In homage to Rear Window and The Daughter of Time (which I am unfamiliar with), Tess applies her considerable detecting skills to find out what happened to the missing woman, using her best friend Whitney and her colleague Mrs. Blossom to do the field work. They discover that the missing woman was the third wife of a man whose first two wives died suspiciously, as did a one-time fiancee (who turns out to be the third wife's older sister).
Hormones, inactivity, and worry may be having an effect on Tess' reasoning skills, as she gets a few things wrong in the course of this short, but amusing book. Nonetheless, the mystery is eventually solved, Tess' daughter is born, and we can look forward to what learning what happens when Tess becomes a working mom in the next title in Lippman's series.

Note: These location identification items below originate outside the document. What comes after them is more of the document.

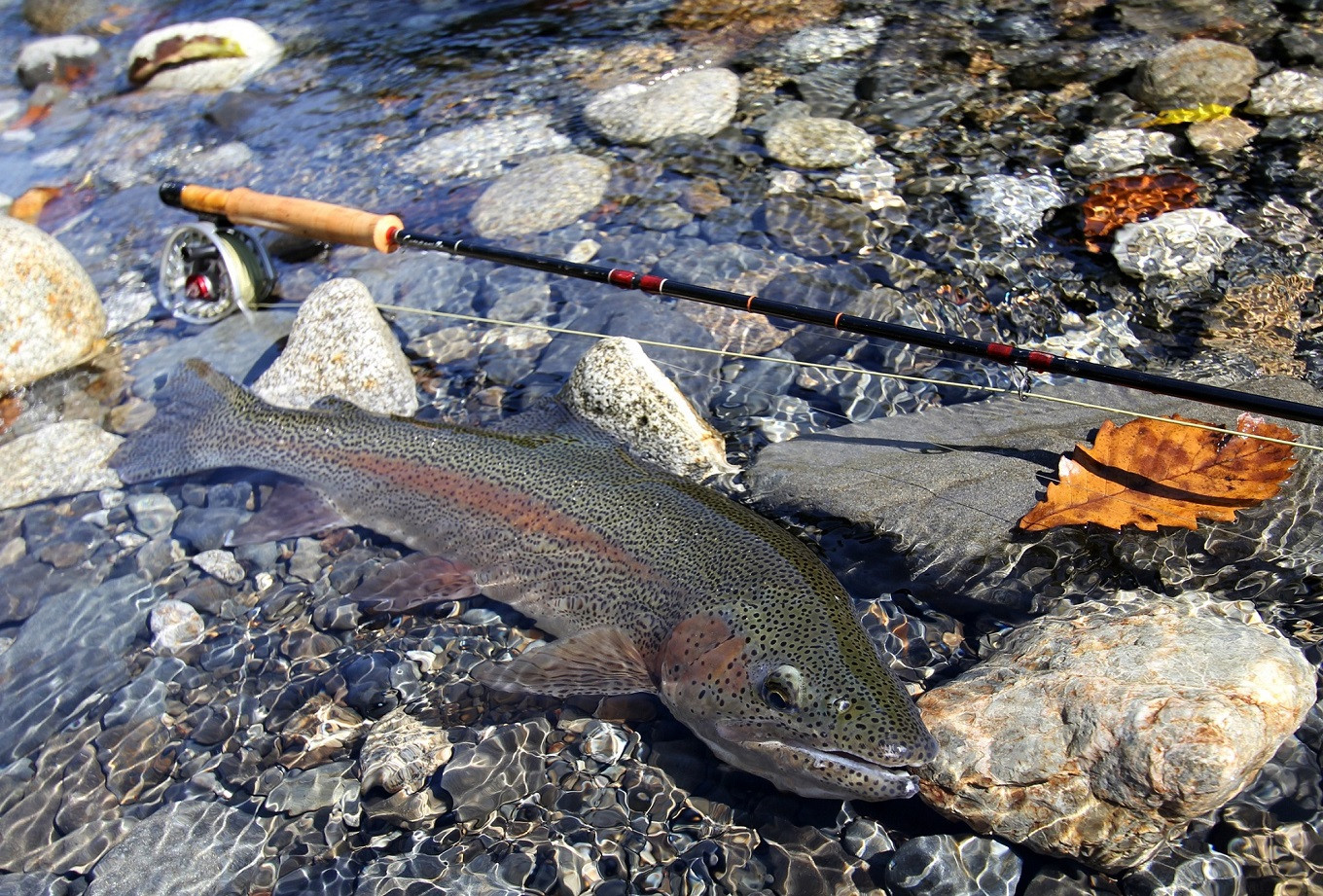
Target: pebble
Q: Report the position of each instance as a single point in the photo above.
(618, 388)
(697, 102)
(1197, 72)
(816, 225)
(55, 58)
(258, 52)
(818, 142)
(1099, 731)
(340, 347)
(482, 151)
(940, 865)
(175, 627)
(1286, 92)
(54, 314)
(1118, 150)
(1186, 242)
(220, 564)
(1015, 205)
(566, 186)
(62, 458)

One interesting thing about the book is that it was first published in serial form in The New York Times Magazine, and Lippman worked to structure each chapter to not only contribute to the unraveling of the central mystery but also to tell a "mini-story" of its own. It's cleverly done and reinforces my belief that Lippman is one of the best writers working in the mystery genre.
Favorite passage:
Also, there was a monkey. This struck Tess as the most trenchant bit of film criticism that she had ever heard from her father, something that could equal Andrew Sarris's auteur theory. She would run this past Lloyd, the film student, the Tess Monaghan theory of awfulness in movies, summed up by one line: Also, there was a monkey.